Through August the advance continued, sweeping on during September back through Peronne, and through the Drocourt-Quéant line, until late in the month the Hindenburg line was broken, and Dodo pulled out the most stubborn of all the rows of German pins.
"'All according to plan,' as the German communiqué tells us," she said. "What a good thing their plans coincide so exactly with ours! They didn't want to hold the Hindenburg line any longer. They had got tired of being so long in one place and thought they would like a change, and by the greatest good luck we agreed that a change would be nice for them. That's all that's happened: they had been abroad for four years, and it was high time to think of getting home. What liars! My dear, what liars. Presently they will get tired of being in Cambrai, and so, according to plan, they will leave that. I should love to be the German Emperor for precisely five minutes to see what he feels like. Then I would be myself again, and gloat. Wanted on the telephone, am I? Nobody must touch those pins. I must put every one of them in myself. To-morrow I will be unselfish and let somebody else do it, but not to-day. Just according to plan!"
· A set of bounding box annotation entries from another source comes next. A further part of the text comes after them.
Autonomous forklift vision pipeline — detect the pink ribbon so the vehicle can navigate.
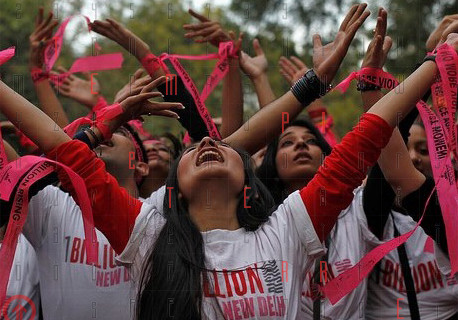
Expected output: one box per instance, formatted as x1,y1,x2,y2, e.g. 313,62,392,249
0,47,14,66
315,116,337,148
321,181,433,305
43,16,123,85
64,103,123,141
322,44,458,305
0,137,98,306
334,67,398,93
159,41,235,140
October came and flung a flaming torch among the beeches, and the thick dews brought out the smell of autumn and dead leaves in the woods and meadows. Once for two days a gale from the south-west roared through the grey rainy sky, strewing the lawn with the wreck of the woodland, but when that was past the weather became crystal clear again, with days of warm windless sun, and evenings that grew chilly and mornings when the hoar-frost lay white on the grass. Cambrai was regained and the British armies marched back into Le Cateau of evil memory, and the French flag flew once more over Laon. The tide of victory swept too along the Channel, and before the end of the month the waters of freedom washed the whole Belgian coast clean of the dust of its defilement. And not along the French front alone was heard the crash of the ruinous fortress of the Huns, nor there alone leaped the flames that rose ever higher round the crumbling walls of their monstrous Valhalla, shining brighter as the dusk deepened to night in the halls of their War God. For to the east Damascus had fallen; nearer at hand Bulgaria lay like a cracked and rotten nut, black and shattered; the Italian armies recrossed the Piave and on the last day of the month the Allied Fleet steamed through the Dardanelles past silent guns and deserted bastions to receive the surrender of the Turks. For four years of war the grim tower of Central Europe had stood firm: now as its outlying forts surrendered it shook to its foundations, the fissures widened in its tottering walls, and the dusk gathered.
It tottered, and with a crash a wall fell in, for in the first days of November, Austria surrendered, and at Kiel the German sailors mutinied. Two days later full powers were given by the Versailles Conference to Marshal Foch (of whom Dodo had now heard) to treat with the German envoys who came to sue for an armistice. And next day Sedan fell to the Americans.
"Sedan was rather a favourite town with the Huns till just now," said Dodo, as she dropped the German pin on the floor and made an American porcupine of the place. "Now they won't like it quite so much, and I'm sure I don't wonder. What did the cocks say in Sedan when they woke up the hens in Sedan this morning! Nobody can guess, so I'll tell you. They said, 'Yankee-doodle-doo. Amen.' Give me some more American pins! Yankee——"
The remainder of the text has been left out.